Talk to anyone on PCL Construction’s integrated construction technology team about Artificial Intelligence (AI) and its rate of evolution, and they’ll be quick to remind you that the technology is in many ways still in research and development.
Yet AI’s infancy stages may be its strongest advantage — because the technology is still being developed, construction teams can experiment with it and tailor AI for their unique project needs.
AI doesn’t work by flipping an “on” switch. The nature of machine learning requires training a model with data and then leveraging that model to solve questions or opportunities. Identifying that task or solving the calculation is our role as construction innovators. The most effective use cases for AI will come from experimentation and identifying where the technology can be used to bring the most business value. PCL is invested in innovative ways to use AI, leveraging enhanced AI technology, and implementing it on numerous projects and market sectors across the company.
There are two important sides to AI — machine learning, which learns algorithms and makes computations based on processes, and generative AI, which can then create plans based on repeatable processes. AI has served as a valuable tool in creating efficiencies on projects that require repetition, including the rows of hardware stacks found in data centers, repetitive patient room designs in hospitals, and layers of piping in industrial construction. For projects leveraging prefabrication construction methods, adding AI to the prefabrication process can increase quality, improve safety, and shorten schedules. All of this will become a critical workflow as we learn to do more with fewer workers amidst the industry’s labor shortage.
One example of a PCL innovation is the HeviLift suite of programs. Refined over the course of nearly two decades, HeviLift has become a staple on PCL industrial projects, valued for its ability to create more efficient schedules while lowering costs. Traditionally, heavy lift planning is done in the pre-construction phase. Lift engineers organize disparate details — weights, dimensions, positions, locations, available workforce — into a coordinated lift sequence largely built around the project’s most critical lifts.
With the help of automation, HeviLift creates in minutes what would otherwise require innumerable hours for a lift engineer. Data such as the project schedule, database of available cranes, and lift objects is inputted into the program, which then produces a 4D plan (the term for tying the building information model to the construction schedule) for the project, lift schedules, and lift studies. Schedule durations can be shortened by as much as 35% compared to traditional lift planning approaches, which in aggregate shortens a timeline by several months, especially if applied early in the process.
Data collection is another area where AI offers the opportunity to create efficiencies. For example, PCL is currently implementing AI in the construction of a new hospital in Vancouver. Images of the jobsite are captured by 360-degree cameras, which an AI platform compares to the BIM (building information model) to calculate the project’s progress toward completion. The AI software can track production metrics such as the number of mechanical and electrical elements installed and its percentage of completion.
Previously the task of data collection may have required two full-time positions, but with the use of AI, those two employees can be reallocated to more productive jobsite tasks. You can’t eliminate the human element, though. While AI can calculate how much progress has been completed on a job, it requires human intelligence to understand what should have been installed initially and if it was done accurately.
AI uses predictions based on past results to predict the correct answer to a given calculation. The more we experiment with AI on a job site, the more information the technology can pull from to determine an answer. If we’re going to shape AI technology to our unique uses, we must start using the technology to learn how it can be enhanced.
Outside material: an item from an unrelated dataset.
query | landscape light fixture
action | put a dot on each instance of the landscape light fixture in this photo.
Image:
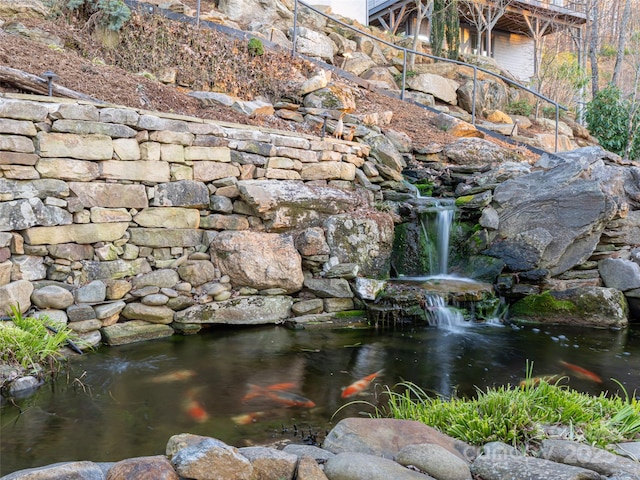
(50, 76)
(325, 116)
Consider PCL Construction’s collaboration with AI Clearing. Currently in use on projects across the U.S. and Canada, data is captured during a drone flight and fed into the AI Clearing’s platform. AI Clearing consumes the data and provides reports on daily progress in the field through monitoring specific Key Performance Indicators (KPIs) and flags potential deviations for further review. Previously, this process was performed manually requiring additional labor and equipment. Through the use of AI, this process is streamlined and more efficient, as well as provides project teams with accurate insight and analytics into the progress of their project.
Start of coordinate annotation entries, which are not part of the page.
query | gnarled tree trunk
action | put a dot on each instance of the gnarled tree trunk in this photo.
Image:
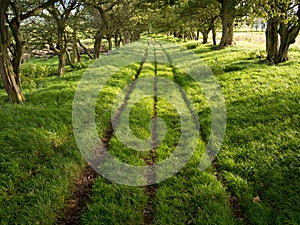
(227, 12)
(272, 39)
(10, 78)
(97, 44)
(288, 34)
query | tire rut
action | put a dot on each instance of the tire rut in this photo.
(233, 200)
(150, 175)
(77, 203)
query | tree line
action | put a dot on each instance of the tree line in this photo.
(63, 24)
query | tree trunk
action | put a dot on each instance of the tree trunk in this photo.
(62, 64)
(76, 54)
(288, 34)
(109, 42)
(214, 32)
(227, 12)
(116, 41)
(85, 49)
(272, 40)
(205, 37)
(10, 79)
(97, 44)
(197, 35)
(69, 58)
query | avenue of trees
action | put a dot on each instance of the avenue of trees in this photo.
(63, 24)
Emphasizing the importance of combining human intelligence with AI, the PCL team found opportunities to enhance the AI Clearing tool. There are still many project components that might be missed by a drone, or in the case of winter construction, times when the drone can’t be flown. PCL partnered with AI Clearing to develop an app where someone on the ground can input data missed by a drone into AI Clearing and data seamlessly updates within the online dashboard. This process allows the team to execute the wholistic task of data collection and review.
The lesson learned? AI is not a one-size fits all approach. It’s important to combine industry-leading construction knowledge with powerful AI tools to tailor them to meet the needs of specific projects.
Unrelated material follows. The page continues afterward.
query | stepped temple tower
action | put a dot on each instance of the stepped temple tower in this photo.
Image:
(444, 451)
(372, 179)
When construction is given an avenue to be creative and the autonomy to explore, our shared brain power, combined with AI experimentation, expedites the use of innovation and leveraging new technologies in our industry.
While there is still reason to question the validity of AI in its current state, PCL has prioritized finding solutions for AI within the company as the technology is eminent and ever evolving. AI will soon become an integral tool in construction in multiple facets and play a key role in our horizontal and vertical building environments.
Artificial Intelligence is not a one-size fits all approach. It’s important to combine industry-leading construction knowledge with powerful AI tools to help tailor them to meet the needs of specific projects.